L'aide en rade ! Photo Marchés d'Asie.

Photo Marchés d’Asie.

 Le 2 mai 2008 s’abattait sur le delta de l’Irrawaddy le cyclone Nargis. Des villages entiers disparurent, sans que l’on en connaisse le nombre d’habitants. La région fut bouclée et interdite d’accès, même aux Birmans ; l’aide internationale attendait en mer alors que la junte affirmait gérer la situation

Les ONG parlent de 150 000 morts. Huit jours après la catastrophe, le référendum pour l’approbation du projet de constitution avait  lieu, une semaine plus tard dans la région du delta.

Après le cyclone, on ami me raconta
« Le delta, je connais bien : j’y suis né ! La vie, même en temps normal y est dure, les gens y survivent ! Aucune route ne mène à la plupart des villages ; il faut attendre la marée, sauter dans un bateau pour aller d’un endroit à l’autre. C’est humide toute l’année.
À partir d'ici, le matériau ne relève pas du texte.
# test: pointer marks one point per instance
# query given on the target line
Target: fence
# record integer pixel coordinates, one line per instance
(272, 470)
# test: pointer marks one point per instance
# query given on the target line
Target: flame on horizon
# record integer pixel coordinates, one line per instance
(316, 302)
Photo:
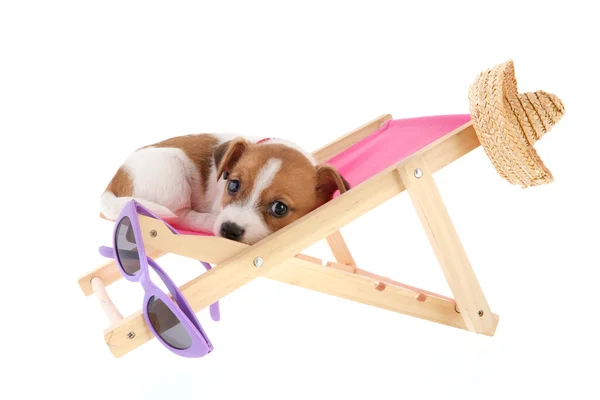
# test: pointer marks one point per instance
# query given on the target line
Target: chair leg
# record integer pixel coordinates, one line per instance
(340, 249)
(428, 203)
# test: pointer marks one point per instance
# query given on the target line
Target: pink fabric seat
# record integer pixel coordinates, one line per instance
(389, 145)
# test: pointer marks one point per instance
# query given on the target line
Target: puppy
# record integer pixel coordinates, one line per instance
(236, 187)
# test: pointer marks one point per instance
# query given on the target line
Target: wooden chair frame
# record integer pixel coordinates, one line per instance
(278, 256)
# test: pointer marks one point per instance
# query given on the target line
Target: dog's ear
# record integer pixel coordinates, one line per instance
(227, 154)
(329, 181)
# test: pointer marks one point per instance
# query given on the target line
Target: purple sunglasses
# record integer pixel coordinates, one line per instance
(177, 328)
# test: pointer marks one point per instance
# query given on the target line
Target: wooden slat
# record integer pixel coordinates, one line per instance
(108, 272)
(340, 249)
(447, 246)
(332, 149)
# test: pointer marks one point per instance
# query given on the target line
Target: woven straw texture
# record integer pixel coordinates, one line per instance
(509, 123)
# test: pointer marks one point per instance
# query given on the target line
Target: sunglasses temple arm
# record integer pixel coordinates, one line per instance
(214, 308)
(109, 252)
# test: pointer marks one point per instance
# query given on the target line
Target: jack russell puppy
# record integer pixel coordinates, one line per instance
(239, 188)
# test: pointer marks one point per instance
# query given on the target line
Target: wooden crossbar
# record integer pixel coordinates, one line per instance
(281, 259)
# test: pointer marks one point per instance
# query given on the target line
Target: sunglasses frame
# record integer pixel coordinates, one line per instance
(178, 305)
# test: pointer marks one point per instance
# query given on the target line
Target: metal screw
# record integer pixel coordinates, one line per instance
(258, 262)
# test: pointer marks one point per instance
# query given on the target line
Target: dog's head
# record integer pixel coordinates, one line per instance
(268, 186)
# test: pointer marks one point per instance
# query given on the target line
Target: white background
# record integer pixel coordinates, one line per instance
(82, 84)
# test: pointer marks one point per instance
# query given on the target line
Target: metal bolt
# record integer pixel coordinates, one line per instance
(258, 262)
Le soir où le cyclone Nargis s’est déchainé, à Rangoon, les arbres ont commencé à tomber, les tôles à voler. Sur notre maison, un arbre est tombé sans que les dommages ne soient très importants. Mais dans la nuit, vers 4 heures, le vent a tourné et s’est renforcé, et au réveil, nous avons découvert les dégâts dans le centre-ville. Ma famille est originaire du delta ; ma mère y avait rejoint ma sœur dans la maison familiale. Mon fils y est parti le lendemain. Il en est revenu nous décrivant l’importance des dégâts, le désarroi des gens : Maung Soe, un jeune de 17 ans, costaud, avait été emporté par une vague, agrippé pendant plusieurs heures il était parvenu à traverser le bras du fleuve à la nage. Recueilli par les villageois, il est tombé malade. Sans secours ni médicament disponible, il est mort d’une pneumonie. »

Ma Lé,25 ans ; ses 4 enfants sont tous disparus ce jour-là. Depuis, elle les attend. Lorsque l’école a ré-ouvert, elle est allée voir l’instituteur pour excuser leur retard…. et tous les autres…

Mon ami et ses fils sont allés 2 fois par semaine porter nourriture et eau potable dans leur village. Pendant près de deux semaines, la région a été bouclée et interdite d’accès à tous, l’aide internationale refusée, le gouvernement s’estimant seul capable de gérer la situation.

L’aide fut finalement distribuée avec l’aide de l’ASEAN. Les autorisations d’accès dans la région, délivrées au compte-goutte. Il n’existait aucune liste de ces villages provisoires nés du regroupement de familles venues récolter le sel. Certains n’avaient pas de papier. Des villages entiers ont été emportés.
Un an après le cyclone, des centaines de cartons de l’UNICEF attendaient, empilés, dans une zone du marché. En 2012, selon une ONG qui intervient dans le delta, beaucoup de villages n’ont jamais reçu d’aide.